Anger as Brazil's Jair Bolsonaro removes surging coronavirus death toll from official websites

 A supporter of Jair Bolsonaro wears a face mask with the president's image - Getty Images
A supporter of Jair Bolsonaro wears a face mask with the president's image - Getty Images

Brazil's government was accused of trying to cover up the scale of its catastrophic coronavirus epidemic after it stopped publishing its total rates of deaths and infections.

The Federal Health Ministry closed the webpage showing daily, weekly and monthly figures on infections and deaths in Brazilian states on its Website on Friday.

The move came as president Jair Bolsonaro, who has previously dismissed the deadly virus as “a little flu,” claimed that the official count  was “not representative” of the country’s situation and threatened to pull Brazil out of the World Health Organisation.

The last figures released before counting stopped showed Brazil had recorded over 34,000 deaths from Covid-19, the third highest in the world after the United States and the United Kingdom. It had 615,000 infections, the second-highest behind the United States.

The webpage reappeared on Saturday, but only showing the numbers of infections for states and the nation recorded over the previous 24 hours - not cumulative totals.

On Sunday it said that there had been 27.075 confirmed cases, 904 deaths, and 10,029 recoveries. Brazil has about 210 million people, making it the globe's seventh most populous nation.

The move faced immediate pushback from Brazilian health officials.

A council of regional state health secretaries saying they would fight what it called an “authoritarian, insensitive, inhumane and unethical attempt to make the COVID-19 deaths invisible.”

But Carlos Wizard, a businessman and ally of Mr Bolsonaro, defended the move on the grounds that some states had been submitting falsified and possibly exaggerated data to the federal health ministry.

Brazilian President Jair Bolsonaro leaves the Palacio do Alvorada, headquarters of the presidency, in Brasilia, Brazil, 02 June - Shutterstock
Brazilian President Jair Bolsonaro leaves the Palacio do Alvorada, headquarters of the presidency, in Brasilia, Brazil, 02 June - Shutterstock

"The number we have today is fanciful or manipulated," Mr Wizard told O Globo, a Brazilian newspaper.
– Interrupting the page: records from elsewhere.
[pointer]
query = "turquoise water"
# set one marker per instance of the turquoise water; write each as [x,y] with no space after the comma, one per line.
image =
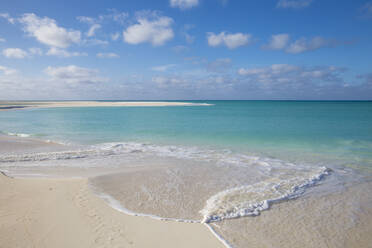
[315,132]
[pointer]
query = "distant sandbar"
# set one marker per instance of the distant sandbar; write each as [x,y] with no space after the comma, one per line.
[67,104]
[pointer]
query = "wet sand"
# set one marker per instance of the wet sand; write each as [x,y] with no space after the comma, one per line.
[65,212]
[40,212]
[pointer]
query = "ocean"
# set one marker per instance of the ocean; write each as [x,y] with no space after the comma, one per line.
[211,164]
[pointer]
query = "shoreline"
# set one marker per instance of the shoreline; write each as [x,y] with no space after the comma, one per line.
[4,106]
[31,208]
[66,212]
[39,210]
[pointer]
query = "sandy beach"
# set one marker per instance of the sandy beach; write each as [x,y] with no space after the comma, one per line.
[40,212]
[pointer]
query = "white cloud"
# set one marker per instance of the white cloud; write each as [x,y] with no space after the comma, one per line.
[115,36]
[284,74]
[113,15]
[46,31]
[7,70]
[293,4]
[7,17]
[184,4]
[303,45]
[73,74]
[219,65]
[179,48]
[53,51]
[162,68]
[156,30]
[277,42]
[86,19]
[107,55]
[165,82]
[232,41]
[92,30]
[15,53]
[367,10]
[35,51]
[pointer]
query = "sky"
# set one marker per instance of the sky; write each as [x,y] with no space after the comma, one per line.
[186,50]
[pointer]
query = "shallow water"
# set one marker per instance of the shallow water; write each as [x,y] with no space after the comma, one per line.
[222,164]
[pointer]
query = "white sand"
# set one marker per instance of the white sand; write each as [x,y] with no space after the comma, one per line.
[64,104]
[64,213]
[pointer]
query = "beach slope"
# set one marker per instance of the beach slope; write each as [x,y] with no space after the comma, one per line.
[65,213]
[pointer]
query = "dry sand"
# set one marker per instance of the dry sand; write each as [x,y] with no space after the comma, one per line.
[64,213]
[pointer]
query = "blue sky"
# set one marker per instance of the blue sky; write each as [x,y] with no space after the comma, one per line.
[186,49]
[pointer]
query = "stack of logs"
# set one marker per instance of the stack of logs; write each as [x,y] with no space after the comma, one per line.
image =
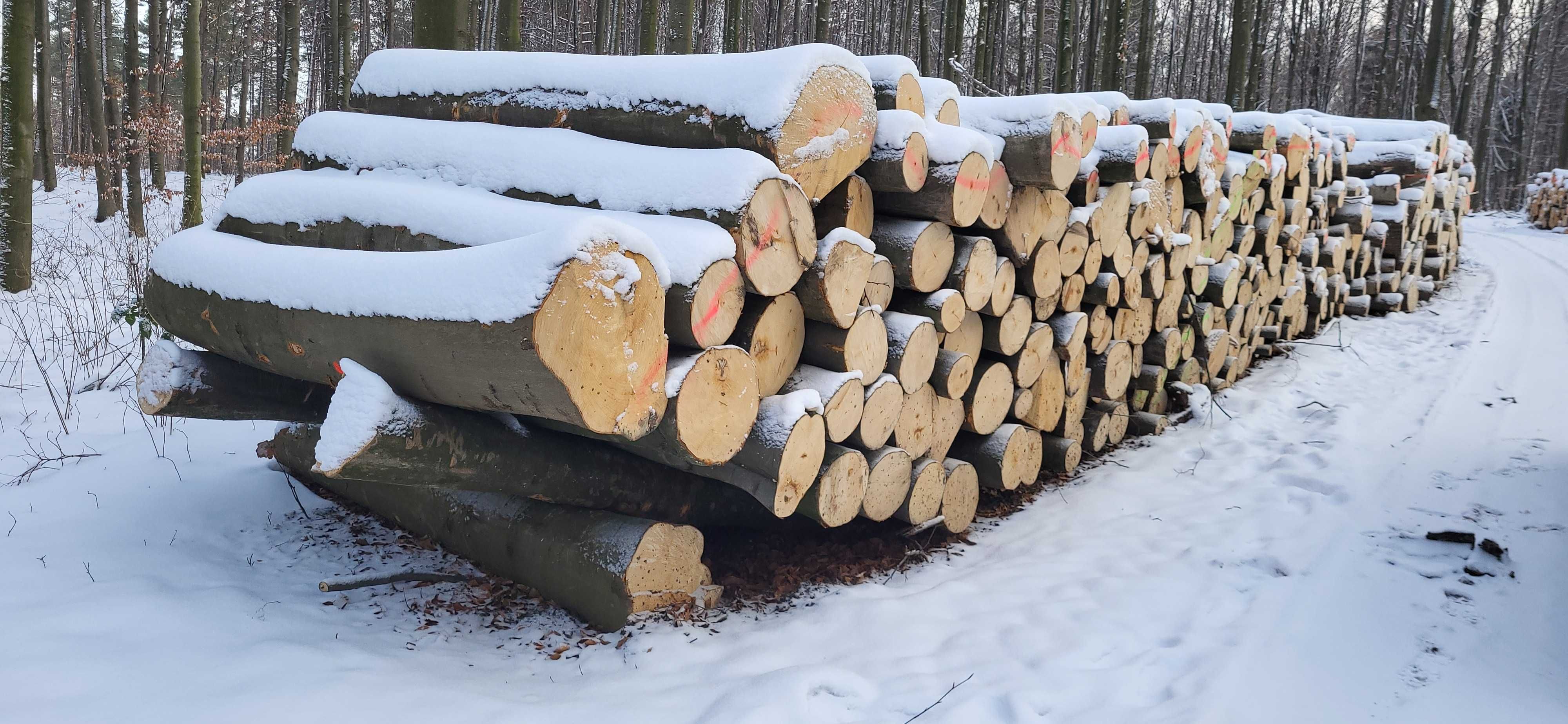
[1547,200]
[631,317]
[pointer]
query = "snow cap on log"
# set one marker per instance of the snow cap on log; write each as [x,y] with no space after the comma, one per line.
[463,215]
[554,162]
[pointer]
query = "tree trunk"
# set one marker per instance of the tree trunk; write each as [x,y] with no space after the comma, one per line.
[601,567]
[46,96]
[191,211]
[648,45]
[1067,48]
[92,81]
[288,76]
[1484,136]
[16,140]
[445,24]
[158,65]
[681,31]
[1428,98]
[1241,46]
[1144,76]
[132,62]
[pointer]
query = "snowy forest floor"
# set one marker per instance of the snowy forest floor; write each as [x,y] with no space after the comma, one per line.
[1265,562]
He said the government would conduct a review to produce more accurate figures.

Brazil began lifting some restrictions imposed by regional authorities last week.
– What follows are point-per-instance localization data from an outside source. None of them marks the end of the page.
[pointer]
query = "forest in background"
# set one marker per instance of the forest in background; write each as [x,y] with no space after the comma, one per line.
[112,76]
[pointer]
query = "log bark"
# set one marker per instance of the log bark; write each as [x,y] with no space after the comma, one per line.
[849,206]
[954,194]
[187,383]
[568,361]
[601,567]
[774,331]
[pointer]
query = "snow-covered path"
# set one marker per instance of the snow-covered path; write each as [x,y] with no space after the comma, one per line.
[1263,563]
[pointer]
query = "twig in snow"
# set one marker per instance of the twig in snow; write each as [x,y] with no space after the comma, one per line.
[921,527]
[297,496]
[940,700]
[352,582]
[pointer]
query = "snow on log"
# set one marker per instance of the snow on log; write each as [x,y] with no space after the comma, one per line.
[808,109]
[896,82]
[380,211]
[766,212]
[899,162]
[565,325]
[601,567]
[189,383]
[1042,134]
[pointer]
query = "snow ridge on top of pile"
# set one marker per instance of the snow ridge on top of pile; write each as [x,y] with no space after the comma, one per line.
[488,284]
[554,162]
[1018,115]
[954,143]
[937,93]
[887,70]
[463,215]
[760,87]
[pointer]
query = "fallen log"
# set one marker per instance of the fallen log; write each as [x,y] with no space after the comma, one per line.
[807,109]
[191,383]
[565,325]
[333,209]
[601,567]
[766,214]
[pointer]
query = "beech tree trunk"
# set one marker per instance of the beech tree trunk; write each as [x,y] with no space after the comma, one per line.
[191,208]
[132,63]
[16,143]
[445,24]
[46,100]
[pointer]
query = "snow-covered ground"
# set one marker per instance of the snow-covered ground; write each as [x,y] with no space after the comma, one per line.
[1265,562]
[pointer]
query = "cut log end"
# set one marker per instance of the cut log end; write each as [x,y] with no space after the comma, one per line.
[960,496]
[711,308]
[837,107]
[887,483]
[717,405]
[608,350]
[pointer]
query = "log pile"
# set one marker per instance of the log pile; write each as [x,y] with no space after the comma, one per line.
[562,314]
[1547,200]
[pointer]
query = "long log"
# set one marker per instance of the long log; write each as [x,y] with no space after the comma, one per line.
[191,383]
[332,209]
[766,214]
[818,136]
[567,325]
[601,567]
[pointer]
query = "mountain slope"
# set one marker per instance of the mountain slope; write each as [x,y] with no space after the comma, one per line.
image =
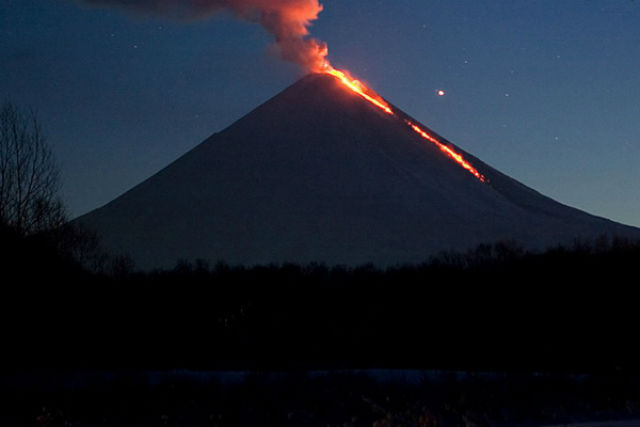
[318,174]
Mr Bolsonaro, 65, has been accused of presiding over one of the worst coronavirus responses in the world after he resisted quarantine and social distancing restrictions and publicly played down the seriousness of the disease.

Late last week he also said he might follow Donald Trump in taking Brazil out of the World Health Organisation, accusing it of being a "partisan political organisation"”

"I'm telling you right now, the United States left the WHO, and we're studying that, in the future," he said on Friday. "Either the WHO works without ideological bias, or we leave, too."

He has also argued forcefully for an early lifting of lockdown restrictions imposed by local authorities, saying they would wreck the economy.

Two health ministers have resigned since the outbreak of the epidemic in Brazil following disagreements with Mr Bolsonaro.

A Demonstration against Brazilian President Jair Bolsonaro, in Brasilia on Sunday June 7 - ADRIANO MACHADO/Reuters
A Demonstration against Brazilian President Jair Bolsonaro, in Brasilia on Sunday June 7 - ADRIANO MACHADO/Reuters

Luiz Henrique Mandetta and Nelson Teich, both qualified medical professionals, were ousted from the cabinet after disagreeing with Mr Bolsonaro over social isolation measures and the prescription of anti-malaria drug chloroquine to treat Covid-19.

Last month the mayor of Sao Paulo warned that the city’s hospitals in Sao were near "near collapse". The virus has also reached deep into remote areas of the Amazon, with jungle cities like Manaus recording spiralling death tolls.

Indigenous tribes have also recorded fatalities. All countries are thought to undercount coronavirus infections and death tolls because of a lack of universal testing.

Scientists have tried to correct the undercount by taking account of excess deaths in a country or region compared to previous averages.

However, health experts have warned that Brazil’s figures are less accurate than most and dramatic inconsistencies have made difficult to arrive at even an approximate picture of the epidemic.

On May 14, as independent investigators were questioning the inconsistencies, the Civil Registration office pulled more than 500,000 death certificates from its website, saying most were from Rio and it needed to review how the figures were tallied nationwide in order to make sure statistics were consistent year over year.

Margaret Harris, a spokeswoman for the WHO, said on Saturday that the "the epidemic, the outbreak, in Latin America is deeply, deeply concerning."